Biden budget boosts NASA funding by $2.7 billion
By Paul Brinkmann|March 28, 2022
Lunar missions get a billion-dollar boost and funding for advanced air mobility shifts to new category
This story has been updated.
The Biden administration’s budget request today seeks $26 billion in NASA funding, a $2.7 billion or 11.6% increase from the fiscal 2021 enacted level, with boosts for lunar missions and aeronautics.
Requested funding includes $7.5 billion, $1.1 billion above the fiscal 2021 enacted level, for deep space exploration. Most of that increase is aimed at developing spacecraft and hardware to land astronauts on the moon in 2025 and in future years.
The deep space funding includes $2.6 billion for lunar Artemis Campaign Development, including the planned Gateway lunar outpost, the lunar Human Landing System to transfer astronauts to the moon’s surface, spacesuits and lunar surface systems.
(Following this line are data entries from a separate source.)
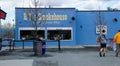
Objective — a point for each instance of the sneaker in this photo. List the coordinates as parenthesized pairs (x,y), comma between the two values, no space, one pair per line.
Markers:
(116,55)
(100,54)
(103,54)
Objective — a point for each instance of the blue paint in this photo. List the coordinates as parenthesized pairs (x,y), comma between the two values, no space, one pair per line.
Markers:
(83,28)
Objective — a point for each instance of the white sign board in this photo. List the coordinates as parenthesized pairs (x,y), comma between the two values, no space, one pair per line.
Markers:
(101,29)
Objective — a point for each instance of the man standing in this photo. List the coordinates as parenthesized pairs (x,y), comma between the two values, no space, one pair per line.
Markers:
(103,42)
(117,40)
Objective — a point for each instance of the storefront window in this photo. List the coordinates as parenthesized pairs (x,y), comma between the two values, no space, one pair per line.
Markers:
(63,34)
(30,34)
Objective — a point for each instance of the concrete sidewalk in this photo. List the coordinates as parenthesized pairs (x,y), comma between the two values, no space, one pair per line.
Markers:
(22,62)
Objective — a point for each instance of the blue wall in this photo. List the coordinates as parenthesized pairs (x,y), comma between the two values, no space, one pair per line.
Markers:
(84,26)
(70,12)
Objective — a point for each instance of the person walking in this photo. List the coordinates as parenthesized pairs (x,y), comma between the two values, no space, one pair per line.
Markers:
(117,41)
(103,42)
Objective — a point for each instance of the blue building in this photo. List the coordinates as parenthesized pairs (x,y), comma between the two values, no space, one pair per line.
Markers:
(73,26)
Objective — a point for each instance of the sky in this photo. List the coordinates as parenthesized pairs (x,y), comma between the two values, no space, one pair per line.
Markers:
(9,5)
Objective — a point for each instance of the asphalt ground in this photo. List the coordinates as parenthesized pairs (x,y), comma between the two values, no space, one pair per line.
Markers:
(66,57)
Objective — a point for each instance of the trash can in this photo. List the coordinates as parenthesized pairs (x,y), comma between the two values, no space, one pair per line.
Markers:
(43,48)
(0,43)
(40,48)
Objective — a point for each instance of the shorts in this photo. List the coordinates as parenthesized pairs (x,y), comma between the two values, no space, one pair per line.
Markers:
(117,48)
(103,45)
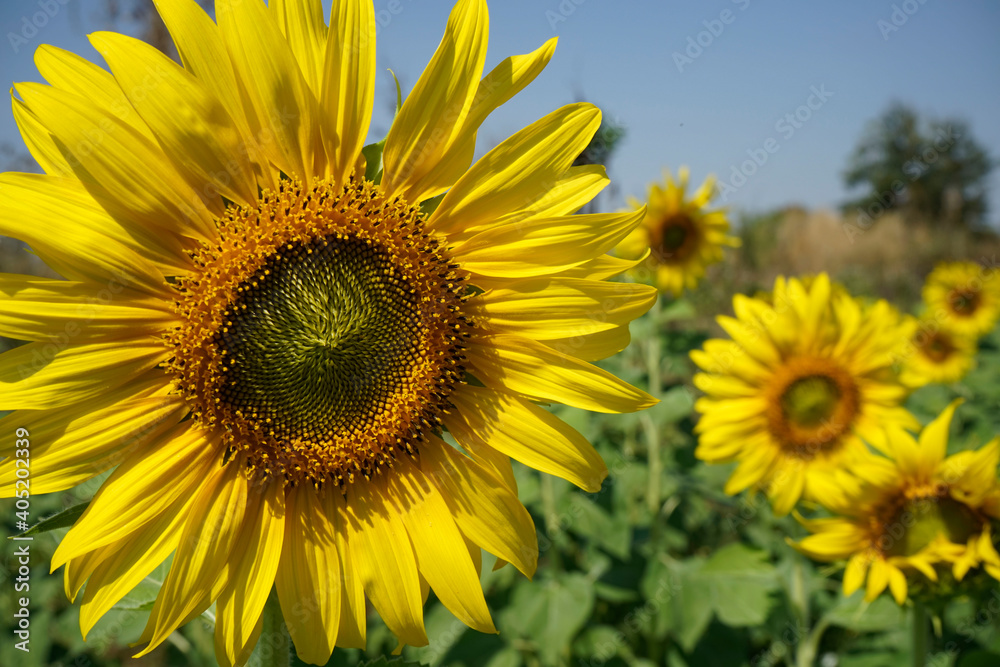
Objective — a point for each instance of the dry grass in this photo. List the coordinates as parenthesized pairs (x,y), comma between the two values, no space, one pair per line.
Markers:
(890,258)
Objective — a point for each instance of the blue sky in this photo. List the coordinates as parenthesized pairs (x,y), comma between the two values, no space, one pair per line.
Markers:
(684,94)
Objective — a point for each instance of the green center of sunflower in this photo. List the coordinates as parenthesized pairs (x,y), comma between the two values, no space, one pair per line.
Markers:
(322,335)
(674,240)
(811,401)
(922,520)
(964,301)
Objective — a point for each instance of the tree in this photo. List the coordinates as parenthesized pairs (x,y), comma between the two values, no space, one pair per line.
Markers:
(932,171)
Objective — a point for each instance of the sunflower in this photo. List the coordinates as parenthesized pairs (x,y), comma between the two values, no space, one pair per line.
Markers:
(914,513)
(933,353)
(804,383)
(965,296)
(266,331)
(684,237)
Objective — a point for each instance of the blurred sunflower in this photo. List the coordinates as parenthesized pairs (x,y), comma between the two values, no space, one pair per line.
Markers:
(913,513)
(684,237)
(933,353)
(804,383)
(266,328)
(966,295)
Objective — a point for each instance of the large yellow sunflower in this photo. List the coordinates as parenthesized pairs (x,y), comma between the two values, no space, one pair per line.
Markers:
(804,383)
(934,353)
(965,296)
(914,513)
(682,235)
(267,334)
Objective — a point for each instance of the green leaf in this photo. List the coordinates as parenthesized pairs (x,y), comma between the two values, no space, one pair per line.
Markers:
(601,642)
(739,581)
(550,612)
(671,311)
(855,614)
(735,585)
(590,520)
(979,659)
(63,519)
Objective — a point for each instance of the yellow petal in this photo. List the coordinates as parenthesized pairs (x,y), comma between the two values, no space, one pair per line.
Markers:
(430,122)
(878,579)
(602,268)
(255,555)
(347,90)
(382,556)
(204,54)
(934,439)
(118,163)
(129,562)
(548,308)
(190,123)
(524,366)
(78,445)
(785,488)
(199,571)
(68,71)
(506,79)
(353,612)
(274,84)
(80,239)
(544,246)
(527,433)
(442,554)
(897,585)
(125,502)
(41,309)
(518,172)
(854,575)
(308,577)
(37,376)
(594,346)
(485,511)
(302,24)
(39,141)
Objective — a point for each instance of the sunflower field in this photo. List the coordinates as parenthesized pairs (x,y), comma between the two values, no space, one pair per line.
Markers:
(274,394)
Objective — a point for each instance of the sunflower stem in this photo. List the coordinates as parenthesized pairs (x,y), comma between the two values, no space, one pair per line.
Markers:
(274,648)
(548,493)
(921,636)
(652,433)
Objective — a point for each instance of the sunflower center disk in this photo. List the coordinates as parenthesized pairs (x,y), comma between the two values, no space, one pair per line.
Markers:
(323,335)
(937,347)
(674,240)
(812,405)
(964,301)
(811,401)
(920,521)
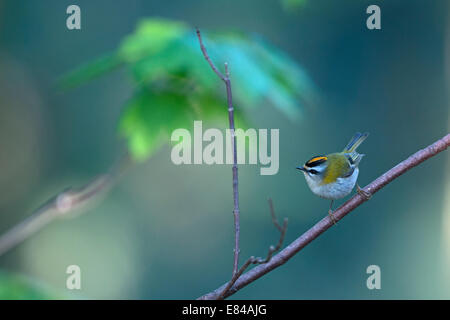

So far, NASA has contracted with SpaceX for $2.9 billion that would transfer astronauts from lunar orbit to the surface as a commercial transportation service. However, budget documents released Monday did not specifically address how much additional lunar funding could be directed at development of a second lunar lander, which NASA said last week it intends to fund.
The request also will enable NASA to provide the world with data on climate change, NASA Administrator Bill Nelson wrote in his budget message.
“From bedrock to atmosphere, the Earth is a system. As that system changes, NASA will help us all measure and understand the nature of that change, and how we might mitigate an existential threat to our way of life,” Nelson wrote.
The request would provide $500 million to reduce the climate impacts of the aviation industry as part of a $972 million request for NASA’s aeronautics programs — a 17% increase over fiscal 2021.
This portion of the request would allow the agency to develop “sustainable aviation, overland supersonic passenger travel, and other emerging aeronautics technologies,” Nelson said.
Such projects include the agency’s X-57 Maxwell electric plane and X-59 supersonic demonstrator, he said.
The additional money for climate initiatives is needed and welcomed, said Lori Garver, a former NASA deputy administrator and current CEO of the nonprofit Earthrise Alliance, which advocates for public policy to combat climate change based on observations made from satellite images and data.
“NASA was created to help address national objectives over sixty years ago and this increased budget request to study and reduce climate impacts reflects the Agency’s importance to helping solve one of the greatest challenges the world faces today,” Garver told me in an email.
The aeronautics funding also includes $253.2 million for the agency’s Advanced Air Vehicles Program, an increase of about 20%. That program “explores far-future concepts that hold promise for revolutionary air-travel improvements,” according to NASA’s program description.
This increase will help NASA produce advances in turbine jet engines and high-rate composite manufacturing for aircraft, Bob Pearce, associate administrator for NASA’s aeronautics programs, said in a press conference.
The fiscal 2023 budget request would continue funding research into advanced air mobility, but the agency has moved that air taxi research into a new budget category, Airspace Operations and Safety, he said.
“We’re moving that in recognition of the fact that we need attention at a national level on how we manage these in the airspace, what’s the integrated automation architecture for that, and so forth, and weather reports,” Pearce said.
Pearce said NASA will continue to conduct more research with Joby Aviation of California and additional companies in the emerging industry.